5. For purchases, which are, being hand carried all sales receipts must be retained with you to produce for customs on arrival at your destination.
Cuisines / restaurants
Indian cuisine is superb and takes its place among the great cuisines of the world. There is a good chance that you'd have tasted "Indian food" in your country, especially if you are a traveler from the West, but what India has exported abroad is just one part of its extraordinary range of culinary diversity.
Indian food has a well-deserved reputation for being hot, owing to the Indian penchant for the liberal use of a variety of spices, and potent fresh green chilis or red chilli powder that will bring tears to the eyes of the uninitiated, and found in unexpected places like sweet cornflakes (a snack, not breakfast) or even candies. The degree of spiciness varies widely throughout the country:
To enjoy the local food, start slowly. Don't try everything at once. After a few weeks, you can get accustomed to spicy food. If you would like to order your dish not spicy, simply say so.
Indian restaurants run the gamut from roadside shacks (dhabas) to classy five-star places where the experience is comparable to places anywhere in the world. Away from the big cities and tourist haunts, mid-level restaurants are scarce, and food choices will be limited to the local cuisine, Punjabi/Mughlai, Chinese and occasionally South Indian.
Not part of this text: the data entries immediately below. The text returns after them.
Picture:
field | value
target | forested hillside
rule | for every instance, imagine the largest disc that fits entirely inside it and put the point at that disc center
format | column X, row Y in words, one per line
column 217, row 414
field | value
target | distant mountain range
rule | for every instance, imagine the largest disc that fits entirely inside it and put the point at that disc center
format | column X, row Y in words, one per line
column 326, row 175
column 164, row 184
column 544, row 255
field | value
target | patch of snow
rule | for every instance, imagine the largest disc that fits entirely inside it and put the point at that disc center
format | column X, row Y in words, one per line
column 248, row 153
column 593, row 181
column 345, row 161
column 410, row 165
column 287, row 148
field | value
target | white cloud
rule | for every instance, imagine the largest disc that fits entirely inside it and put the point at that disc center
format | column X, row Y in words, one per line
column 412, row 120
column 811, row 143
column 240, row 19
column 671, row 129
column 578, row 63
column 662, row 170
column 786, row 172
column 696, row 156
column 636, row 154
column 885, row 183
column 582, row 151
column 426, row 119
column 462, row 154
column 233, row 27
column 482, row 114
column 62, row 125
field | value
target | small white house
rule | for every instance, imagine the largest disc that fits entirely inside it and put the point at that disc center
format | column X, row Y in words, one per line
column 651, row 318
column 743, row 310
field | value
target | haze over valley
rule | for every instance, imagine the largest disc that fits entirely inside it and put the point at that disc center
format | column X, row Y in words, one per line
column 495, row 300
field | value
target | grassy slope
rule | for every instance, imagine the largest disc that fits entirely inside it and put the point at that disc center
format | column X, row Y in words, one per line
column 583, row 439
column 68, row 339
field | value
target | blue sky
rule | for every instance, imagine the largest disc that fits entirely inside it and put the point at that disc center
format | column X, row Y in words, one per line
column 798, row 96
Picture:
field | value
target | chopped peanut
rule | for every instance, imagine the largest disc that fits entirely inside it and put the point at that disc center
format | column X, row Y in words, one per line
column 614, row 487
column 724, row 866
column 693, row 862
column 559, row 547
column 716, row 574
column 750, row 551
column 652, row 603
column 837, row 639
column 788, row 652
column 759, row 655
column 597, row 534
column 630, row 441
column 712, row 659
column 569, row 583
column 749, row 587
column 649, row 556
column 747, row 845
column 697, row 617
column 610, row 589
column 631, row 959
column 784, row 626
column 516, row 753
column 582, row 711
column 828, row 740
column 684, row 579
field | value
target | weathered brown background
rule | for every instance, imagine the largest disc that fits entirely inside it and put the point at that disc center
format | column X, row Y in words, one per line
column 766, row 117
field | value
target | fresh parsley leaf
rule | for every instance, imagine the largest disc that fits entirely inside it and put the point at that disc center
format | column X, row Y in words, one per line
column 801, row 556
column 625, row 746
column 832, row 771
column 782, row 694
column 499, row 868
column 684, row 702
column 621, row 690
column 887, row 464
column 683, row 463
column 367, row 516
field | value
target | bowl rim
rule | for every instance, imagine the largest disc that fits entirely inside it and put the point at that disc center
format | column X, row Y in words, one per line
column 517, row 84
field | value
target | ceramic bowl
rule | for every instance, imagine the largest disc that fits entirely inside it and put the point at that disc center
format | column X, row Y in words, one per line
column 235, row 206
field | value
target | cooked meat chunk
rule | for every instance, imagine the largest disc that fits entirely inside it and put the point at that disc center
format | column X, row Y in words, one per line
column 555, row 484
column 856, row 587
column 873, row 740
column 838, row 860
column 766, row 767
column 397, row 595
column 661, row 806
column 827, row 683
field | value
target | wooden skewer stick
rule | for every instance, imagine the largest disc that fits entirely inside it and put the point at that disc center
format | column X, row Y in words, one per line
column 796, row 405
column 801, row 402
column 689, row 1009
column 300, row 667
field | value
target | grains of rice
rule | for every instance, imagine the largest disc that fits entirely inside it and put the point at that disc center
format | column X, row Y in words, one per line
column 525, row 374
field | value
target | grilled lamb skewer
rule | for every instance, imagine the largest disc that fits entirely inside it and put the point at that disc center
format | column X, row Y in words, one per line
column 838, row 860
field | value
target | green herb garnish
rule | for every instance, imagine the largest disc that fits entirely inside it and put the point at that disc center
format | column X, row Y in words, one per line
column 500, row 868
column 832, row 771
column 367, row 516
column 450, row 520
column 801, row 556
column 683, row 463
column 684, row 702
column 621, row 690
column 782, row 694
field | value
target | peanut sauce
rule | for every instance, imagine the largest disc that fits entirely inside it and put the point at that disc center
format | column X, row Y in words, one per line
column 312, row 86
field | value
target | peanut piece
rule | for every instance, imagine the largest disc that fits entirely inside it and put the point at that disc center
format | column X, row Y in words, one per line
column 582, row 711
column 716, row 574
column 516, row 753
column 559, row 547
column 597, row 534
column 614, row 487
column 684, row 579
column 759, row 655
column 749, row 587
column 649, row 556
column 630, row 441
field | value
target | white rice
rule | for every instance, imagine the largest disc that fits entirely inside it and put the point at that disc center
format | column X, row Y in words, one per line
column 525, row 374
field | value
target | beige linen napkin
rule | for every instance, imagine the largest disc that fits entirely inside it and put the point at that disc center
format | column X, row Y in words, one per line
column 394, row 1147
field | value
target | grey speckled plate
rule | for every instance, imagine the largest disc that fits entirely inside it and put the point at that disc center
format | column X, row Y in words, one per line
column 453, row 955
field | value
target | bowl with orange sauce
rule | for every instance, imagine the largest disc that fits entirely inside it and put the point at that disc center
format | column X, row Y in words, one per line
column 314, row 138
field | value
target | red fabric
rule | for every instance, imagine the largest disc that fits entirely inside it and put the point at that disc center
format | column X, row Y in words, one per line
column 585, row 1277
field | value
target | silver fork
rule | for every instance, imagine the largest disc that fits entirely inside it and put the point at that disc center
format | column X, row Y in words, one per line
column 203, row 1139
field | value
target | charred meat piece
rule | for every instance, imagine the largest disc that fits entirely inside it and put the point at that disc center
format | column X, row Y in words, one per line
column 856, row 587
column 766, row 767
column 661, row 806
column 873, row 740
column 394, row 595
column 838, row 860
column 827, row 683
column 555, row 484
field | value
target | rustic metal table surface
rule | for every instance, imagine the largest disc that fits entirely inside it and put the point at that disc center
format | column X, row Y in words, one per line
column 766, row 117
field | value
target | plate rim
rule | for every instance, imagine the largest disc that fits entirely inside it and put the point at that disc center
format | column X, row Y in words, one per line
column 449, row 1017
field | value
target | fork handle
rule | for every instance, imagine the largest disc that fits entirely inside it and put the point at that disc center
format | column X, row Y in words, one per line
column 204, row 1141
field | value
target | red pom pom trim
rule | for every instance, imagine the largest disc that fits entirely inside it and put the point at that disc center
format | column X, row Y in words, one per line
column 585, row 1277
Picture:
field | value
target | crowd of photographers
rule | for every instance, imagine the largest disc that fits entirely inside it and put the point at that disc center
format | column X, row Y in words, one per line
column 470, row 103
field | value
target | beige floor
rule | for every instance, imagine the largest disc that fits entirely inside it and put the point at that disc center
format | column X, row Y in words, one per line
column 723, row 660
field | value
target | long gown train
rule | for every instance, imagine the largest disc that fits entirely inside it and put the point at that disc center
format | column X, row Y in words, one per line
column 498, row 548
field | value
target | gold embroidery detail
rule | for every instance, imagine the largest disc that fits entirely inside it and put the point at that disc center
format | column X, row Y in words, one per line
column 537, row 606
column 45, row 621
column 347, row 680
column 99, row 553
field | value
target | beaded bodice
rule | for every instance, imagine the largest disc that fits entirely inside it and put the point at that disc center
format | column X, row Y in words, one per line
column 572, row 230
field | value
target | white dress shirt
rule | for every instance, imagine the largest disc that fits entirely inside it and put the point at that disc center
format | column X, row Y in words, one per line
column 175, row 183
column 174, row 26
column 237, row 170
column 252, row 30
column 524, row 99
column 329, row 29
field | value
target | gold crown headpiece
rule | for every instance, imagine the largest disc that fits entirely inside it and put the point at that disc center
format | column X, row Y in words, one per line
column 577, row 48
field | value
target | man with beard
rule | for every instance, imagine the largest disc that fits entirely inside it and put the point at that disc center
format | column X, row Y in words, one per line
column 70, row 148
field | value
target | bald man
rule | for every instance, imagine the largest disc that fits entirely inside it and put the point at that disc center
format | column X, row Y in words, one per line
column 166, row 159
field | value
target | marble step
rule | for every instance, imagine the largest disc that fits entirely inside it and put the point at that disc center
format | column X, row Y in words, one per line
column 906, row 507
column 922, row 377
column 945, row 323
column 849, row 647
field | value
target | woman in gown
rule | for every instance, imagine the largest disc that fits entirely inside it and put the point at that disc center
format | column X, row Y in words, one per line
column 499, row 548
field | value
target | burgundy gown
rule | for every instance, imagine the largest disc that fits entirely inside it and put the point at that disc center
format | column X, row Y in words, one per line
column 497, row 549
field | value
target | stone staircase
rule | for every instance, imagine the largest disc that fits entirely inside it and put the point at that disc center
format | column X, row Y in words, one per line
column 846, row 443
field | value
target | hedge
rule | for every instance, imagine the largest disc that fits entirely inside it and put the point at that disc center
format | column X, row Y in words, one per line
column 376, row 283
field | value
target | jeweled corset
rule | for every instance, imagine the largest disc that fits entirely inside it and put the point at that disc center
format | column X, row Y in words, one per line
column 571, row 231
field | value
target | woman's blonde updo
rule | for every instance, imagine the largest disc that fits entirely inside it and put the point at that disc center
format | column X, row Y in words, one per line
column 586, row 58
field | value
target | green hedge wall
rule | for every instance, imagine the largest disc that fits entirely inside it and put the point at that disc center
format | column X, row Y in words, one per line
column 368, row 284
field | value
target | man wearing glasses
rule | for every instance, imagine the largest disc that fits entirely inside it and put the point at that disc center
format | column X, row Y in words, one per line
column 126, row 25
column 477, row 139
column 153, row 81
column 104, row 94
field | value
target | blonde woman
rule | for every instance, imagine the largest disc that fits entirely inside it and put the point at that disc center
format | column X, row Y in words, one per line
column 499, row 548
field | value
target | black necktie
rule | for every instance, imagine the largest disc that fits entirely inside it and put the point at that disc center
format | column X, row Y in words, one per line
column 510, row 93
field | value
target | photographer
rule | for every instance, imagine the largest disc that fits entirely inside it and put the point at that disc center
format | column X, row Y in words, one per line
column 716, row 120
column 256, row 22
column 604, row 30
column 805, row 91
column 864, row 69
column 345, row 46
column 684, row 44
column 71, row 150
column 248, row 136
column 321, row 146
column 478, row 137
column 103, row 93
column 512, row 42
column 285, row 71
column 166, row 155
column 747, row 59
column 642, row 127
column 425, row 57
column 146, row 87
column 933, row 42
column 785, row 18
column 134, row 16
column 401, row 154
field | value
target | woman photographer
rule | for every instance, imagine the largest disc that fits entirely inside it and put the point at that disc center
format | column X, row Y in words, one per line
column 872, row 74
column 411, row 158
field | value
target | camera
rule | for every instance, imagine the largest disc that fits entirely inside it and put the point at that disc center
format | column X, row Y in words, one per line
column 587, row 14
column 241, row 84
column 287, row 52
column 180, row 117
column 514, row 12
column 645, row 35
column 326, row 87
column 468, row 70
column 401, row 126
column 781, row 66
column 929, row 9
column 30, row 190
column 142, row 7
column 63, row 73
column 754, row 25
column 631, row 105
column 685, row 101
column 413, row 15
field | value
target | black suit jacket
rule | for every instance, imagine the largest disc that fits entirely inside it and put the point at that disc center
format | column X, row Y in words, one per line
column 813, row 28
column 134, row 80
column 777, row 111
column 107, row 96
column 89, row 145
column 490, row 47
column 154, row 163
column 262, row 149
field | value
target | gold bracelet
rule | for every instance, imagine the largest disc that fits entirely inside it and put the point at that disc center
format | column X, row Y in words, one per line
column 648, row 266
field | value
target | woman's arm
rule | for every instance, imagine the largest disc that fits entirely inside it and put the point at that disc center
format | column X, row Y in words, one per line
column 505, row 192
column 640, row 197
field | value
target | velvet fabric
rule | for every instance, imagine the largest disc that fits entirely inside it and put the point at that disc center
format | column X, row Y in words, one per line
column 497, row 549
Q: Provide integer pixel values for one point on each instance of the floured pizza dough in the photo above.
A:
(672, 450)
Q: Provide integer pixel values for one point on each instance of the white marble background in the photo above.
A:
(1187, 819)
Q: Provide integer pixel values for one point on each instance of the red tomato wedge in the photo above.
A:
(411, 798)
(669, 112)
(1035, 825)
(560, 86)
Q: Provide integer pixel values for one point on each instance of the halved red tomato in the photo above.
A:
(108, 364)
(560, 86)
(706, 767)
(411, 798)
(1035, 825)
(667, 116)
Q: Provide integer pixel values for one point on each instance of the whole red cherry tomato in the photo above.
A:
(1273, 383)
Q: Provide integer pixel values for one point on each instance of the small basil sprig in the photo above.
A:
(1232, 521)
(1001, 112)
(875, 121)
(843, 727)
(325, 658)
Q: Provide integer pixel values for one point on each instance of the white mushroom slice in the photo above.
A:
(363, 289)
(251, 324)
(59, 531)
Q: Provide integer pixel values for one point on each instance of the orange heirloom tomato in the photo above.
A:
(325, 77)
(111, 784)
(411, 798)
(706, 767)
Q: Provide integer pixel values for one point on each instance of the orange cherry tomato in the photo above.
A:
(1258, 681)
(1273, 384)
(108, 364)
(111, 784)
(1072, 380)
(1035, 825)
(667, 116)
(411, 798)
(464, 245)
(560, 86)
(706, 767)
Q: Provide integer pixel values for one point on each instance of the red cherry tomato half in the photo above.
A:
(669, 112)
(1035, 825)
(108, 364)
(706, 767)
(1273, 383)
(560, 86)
The credit for popularizing Punjabi cuisine all over the country goes to the dhabas that line India's highways. Their patrons are usually the truckers, who happen to be overwhelmingly Punjabi. The authentic dhaba serves up simple yet tasty seasonal dishes like roti and dhal with onions, and diners sit on cots instead of chairs. Hygiene can be an issue in many dhabas, so if one's not up to your standards try another. In rural areas, dhabas are usually the only option.
In Southern India, "Hotel" means a local restaurant serving south Indian food, usually a thali -- a full plate of food that usually includes a kind of bread and an assortment of meat or vegetarian dishes -- and prepared meals.
Although you may be handed an extensive menu, most dishes are served only during specific hours, if at all.
Learn & Experience
There are many things to learn that interest foreigners all over India, but there are a few destinations that become known for certain things:
Yoga is popular in Haridwar & Rishikesh
Ayurveda is popular in Kerala.
Learn Hindi in Delhi and Varanasi
Classical musical instruments in Varanasi
Classical vocal music and classical Dance forms in Tamil Nadu
Buddhism in Dharamshala and Spiti in Himachal Pradesh as well as in Bodhgaya in Bihar
Religion and rituals
In mosques, churches and temples it is obligatory to take off your shoes. It may also be customary to take off your footwear while entering into homes, follow other people's lead.
Books and written material are treated with respect, as they are considered as being concrete/physical forms of the Hindu Goddess of Learning, Saraswati. A book should not be touched with the feet and if it has accidentally touched, the same gesture of apology as is made to people (see above) should be performed. The same goes with currency, or anything associated with wealth (especially gold). They are treated as being physical representations of the Goddess Lakshmi (of Wealth) in human form, and should not be disrespected.
Avoid winking, whistling, pointing or beckoning with your fingers, and touching someone's ears. All of these are considered rude.